The lower level of interest from retail accounts was down to the structure of the IPO. The entity being listed is Coffee Day Enterprises, a holding company with interests not just in the coffee business, but also in technology parks, logistics, financial services and hospitality.

“If [Café Coffee Day] was the entity being listed, the response would be different,” said the banker. “But because Coffee Day has interests in lots of sectors, it dilutes the whole consumer story a bit. So the people taking a position in the stock are those that want exposure to the whole business and understand the firm better.”

Joint global co-ordinators and bookrunning lead managers Citi, Kotak Mahindra and Morgan Stanley were undeterred from pricing the stock at the top of the range.
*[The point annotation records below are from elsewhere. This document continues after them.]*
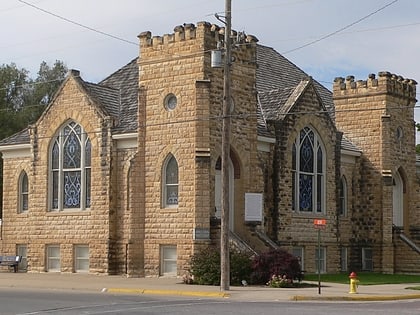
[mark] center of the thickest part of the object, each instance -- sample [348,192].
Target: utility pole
[227,99]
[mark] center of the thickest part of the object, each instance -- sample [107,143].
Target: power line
[341,29]
[77,23]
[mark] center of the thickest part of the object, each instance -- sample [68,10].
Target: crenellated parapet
[187,32]
[384,83]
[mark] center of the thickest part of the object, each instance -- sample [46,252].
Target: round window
[170,101]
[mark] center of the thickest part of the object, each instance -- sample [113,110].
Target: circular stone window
[170,101]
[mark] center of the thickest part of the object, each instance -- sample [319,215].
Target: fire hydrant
[353,283]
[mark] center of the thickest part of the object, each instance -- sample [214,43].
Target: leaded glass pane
[294,190]
[72,186]
[24,192]
[72,150]
[306,156]
[319,194]
[55,190]
[87,152]
[305,192]
[55,155]
[172,195]
[24,183]
[87,189]
[294,156]
[172,172]
[319,160]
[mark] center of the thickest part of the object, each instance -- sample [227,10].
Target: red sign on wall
[319,222]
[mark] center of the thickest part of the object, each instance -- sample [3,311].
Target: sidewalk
[175,287]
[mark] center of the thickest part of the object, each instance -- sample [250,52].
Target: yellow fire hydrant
[353,283]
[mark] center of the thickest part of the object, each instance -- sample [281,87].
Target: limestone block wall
[378,116]
[179,63]
[65,229]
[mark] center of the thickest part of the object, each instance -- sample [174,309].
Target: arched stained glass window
[70,169]
[308,172]
[170,185]
[23,192]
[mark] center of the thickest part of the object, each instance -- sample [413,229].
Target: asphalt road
[18,301]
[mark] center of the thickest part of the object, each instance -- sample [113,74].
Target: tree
[22,99]
[48,81]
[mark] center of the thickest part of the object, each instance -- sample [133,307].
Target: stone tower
[377,115]
[180,106]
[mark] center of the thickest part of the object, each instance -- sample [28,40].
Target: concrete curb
[167,292]
[361,298]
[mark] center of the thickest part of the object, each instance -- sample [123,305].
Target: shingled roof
[126,80]
[277,75]
[276,80]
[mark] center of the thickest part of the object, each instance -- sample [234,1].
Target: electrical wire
[341,29]
[78,24]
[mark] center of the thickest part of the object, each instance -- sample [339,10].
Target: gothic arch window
[70,169]
[23,192]
[343,196]
[170,182]
[308,173]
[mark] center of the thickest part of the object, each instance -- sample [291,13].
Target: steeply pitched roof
[126,81]
[278,75]
[279,82]
[108,98]
[20,137]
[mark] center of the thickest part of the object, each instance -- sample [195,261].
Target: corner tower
[180,106]
[377,115]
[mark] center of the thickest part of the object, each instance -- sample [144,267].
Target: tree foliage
[23,99]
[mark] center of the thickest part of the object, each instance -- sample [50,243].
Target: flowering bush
[277,281]
[275,262]
[205,268]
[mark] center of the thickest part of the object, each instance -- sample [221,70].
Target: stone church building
[124,176]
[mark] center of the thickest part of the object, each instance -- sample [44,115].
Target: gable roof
[117,96]
[126,81]
[279,77]
[21,137]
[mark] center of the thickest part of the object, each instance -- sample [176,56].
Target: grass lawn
[366,278]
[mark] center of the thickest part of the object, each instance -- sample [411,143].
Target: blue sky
[378,40]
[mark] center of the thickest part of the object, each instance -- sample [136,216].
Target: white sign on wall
[253,207]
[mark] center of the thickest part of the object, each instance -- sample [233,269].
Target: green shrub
[276,264]
[205,267]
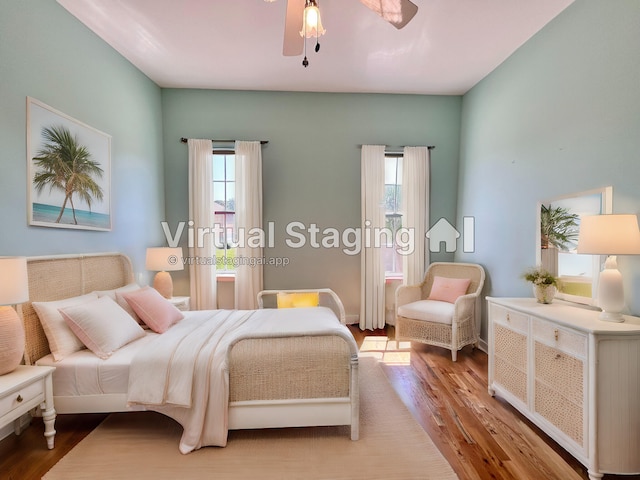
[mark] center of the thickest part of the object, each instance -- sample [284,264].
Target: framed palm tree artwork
[69,171]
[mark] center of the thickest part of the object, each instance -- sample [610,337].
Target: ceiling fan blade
[397,12]
[293,41]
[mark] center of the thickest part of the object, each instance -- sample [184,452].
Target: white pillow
[62,341]
[115,294]
[102,325]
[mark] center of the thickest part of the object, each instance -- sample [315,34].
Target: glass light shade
[164,259]
[14,284]
[609,235]
[312,23]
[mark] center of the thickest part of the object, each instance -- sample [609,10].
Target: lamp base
[163,284]
[11,340]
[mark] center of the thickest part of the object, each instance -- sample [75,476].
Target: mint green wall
[47,54]
[311,166]
[561,115]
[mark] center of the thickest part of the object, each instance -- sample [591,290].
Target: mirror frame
[606,203]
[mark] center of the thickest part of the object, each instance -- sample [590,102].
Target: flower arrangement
[544,284]
[540,276]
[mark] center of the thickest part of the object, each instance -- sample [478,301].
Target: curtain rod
[262,142]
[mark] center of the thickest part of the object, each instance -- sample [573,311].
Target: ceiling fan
[397,12]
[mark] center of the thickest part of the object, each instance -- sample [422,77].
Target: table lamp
[14,289]
[609,235]
[164,260]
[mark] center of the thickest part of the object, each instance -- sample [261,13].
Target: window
[393,216]
[224,194]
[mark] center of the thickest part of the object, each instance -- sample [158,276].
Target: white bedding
[83,373]
[184,372]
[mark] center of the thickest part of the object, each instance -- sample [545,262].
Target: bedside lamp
[164,260]
[610,235]
[14,289]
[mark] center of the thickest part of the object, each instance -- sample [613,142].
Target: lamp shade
[609,235]
[164,259]
[14,284]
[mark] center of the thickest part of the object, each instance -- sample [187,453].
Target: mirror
[557,237]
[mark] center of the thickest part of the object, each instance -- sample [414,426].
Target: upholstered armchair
[445,309]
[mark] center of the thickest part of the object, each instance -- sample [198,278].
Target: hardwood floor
[482,437]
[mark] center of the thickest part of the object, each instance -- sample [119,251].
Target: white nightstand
[181,303]
[25,388]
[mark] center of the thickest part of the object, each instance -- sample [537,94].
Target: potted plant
[544,284]
[558,227]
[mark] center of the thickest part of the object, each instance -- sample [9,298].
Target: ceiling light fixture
[311,26]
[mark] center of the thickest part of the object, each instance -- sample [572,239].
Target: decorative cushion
[62,341]
[154,310]
[448,289]
[102,325]
[116,294]
[297,300]
[428,311]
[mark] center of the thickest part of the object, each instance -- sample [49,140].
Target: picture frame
[68,171]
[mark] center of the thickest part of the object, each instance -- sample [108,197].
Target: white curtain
[372,313]
[202,274]
[248,281]
[415,209]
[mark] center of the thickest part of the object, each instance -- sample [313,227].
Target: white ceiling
[447,48]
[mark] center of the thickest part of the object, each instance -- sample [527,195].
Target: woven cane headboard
[64,276]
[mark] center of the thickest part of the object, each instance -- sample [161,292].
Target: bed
[304,378]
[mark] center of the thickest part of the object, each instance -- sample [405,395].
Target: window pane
[218,167]
[231,196]
[231,168]
[219,193]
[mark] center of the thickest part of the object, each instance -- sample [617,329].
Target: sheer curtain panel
[415,209]
[202,274]
[248,280]
[372,313]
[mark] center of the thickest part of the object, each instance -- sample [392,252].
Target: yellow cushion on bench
[297,300]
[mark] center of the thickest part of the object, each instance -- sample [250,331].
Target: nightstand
[25,388]
[181,303]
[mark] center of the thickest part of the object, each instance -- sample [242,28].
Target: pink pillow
[154,310]
[448,289]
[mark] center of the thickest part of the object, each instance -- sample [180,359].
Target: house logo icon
[442,232]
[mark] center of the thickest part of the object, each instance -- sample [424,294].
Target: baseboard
[7,430]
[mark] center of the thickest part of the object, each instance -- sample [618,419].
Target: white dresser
[573,375]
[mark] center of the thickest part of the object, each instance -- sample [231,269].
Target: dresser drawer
[15,400]
[563,339]
[560,371]
[514,320]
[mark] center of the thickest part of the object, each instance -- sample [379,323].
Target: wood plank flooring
[482,437]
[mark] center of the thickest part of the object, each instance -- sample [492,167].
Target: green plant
[65,165]
[540,276]
[558,227]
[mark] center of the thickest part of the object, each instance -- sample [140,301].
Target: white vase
[544,293]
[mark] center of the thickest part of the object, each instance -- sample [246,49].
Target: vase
[11,340]
[544,293]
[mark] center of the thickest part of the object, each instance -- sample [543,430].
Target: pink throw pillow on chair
[448,289]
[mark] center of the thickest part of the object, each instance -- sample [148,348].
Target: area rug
[144,445]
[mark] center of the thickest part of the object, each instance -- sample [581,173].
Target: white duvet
[183,373]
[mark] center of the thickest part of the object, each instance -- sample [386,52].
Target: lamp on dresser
[164,260]
[14,289]
[610,235]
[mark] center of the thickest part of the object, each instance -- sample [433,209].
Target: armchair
[444,310]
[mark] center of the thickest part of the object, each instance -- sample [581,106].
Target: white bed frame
[63,276]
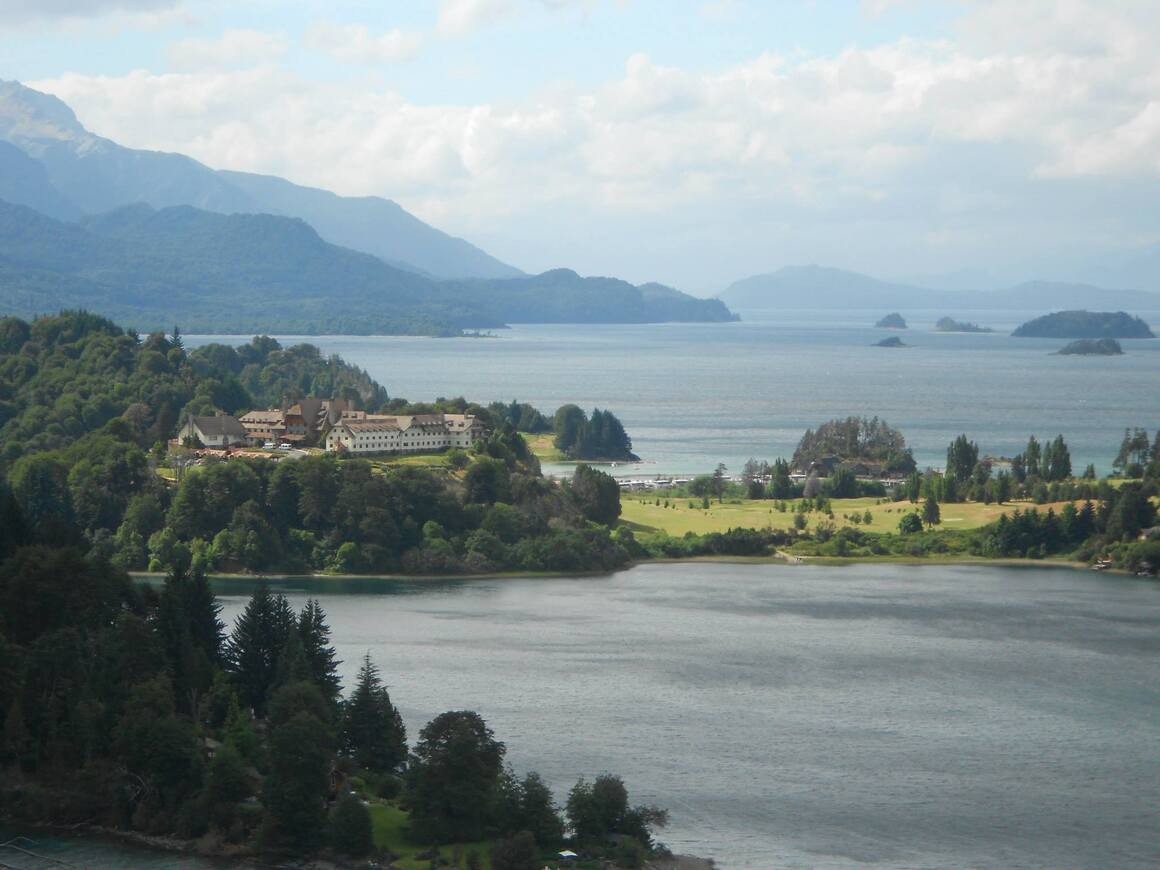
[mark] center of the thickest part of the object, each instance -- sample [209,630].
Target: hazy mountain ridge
[262,273]
[94,174]
[816,287]
[562,296]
This was despite the fact that anchor orders had put in their commitments only at the middle of the range, meaning they’ll now have to pay the additional amount.

InterGlobe meanwhile wrapped up a preliminary anchor process on October 22, say sources close to the IPO, with robust demand already forcing a scale back at the anchor level. Anchor books will officially open and close on October 26 “as a formality”. Bookbuilding will kick off on October 27-29, with the price range set at Rp700-Rp765 a share.

Some 16.63m-18.17m primary shares will be offered, with the secondary portion slimmed down slightly to 22.8m shares from the original 26.11m. This was after one of the selling shareholders decided to offload a smaller part of his holding, but the move has dented sentiment very little.

“If it was InterGlobe reducing the primary portion, it’s worrying,” said a syndicate banker close to this IPO. “But secondary portion reduction doesn’t affect sentiment much because the company fundamentals remain the same.”

Global co-ordinators and bookrunning lead managers for InterGlobe are Citi, JP Morgan and Morgan Stanley.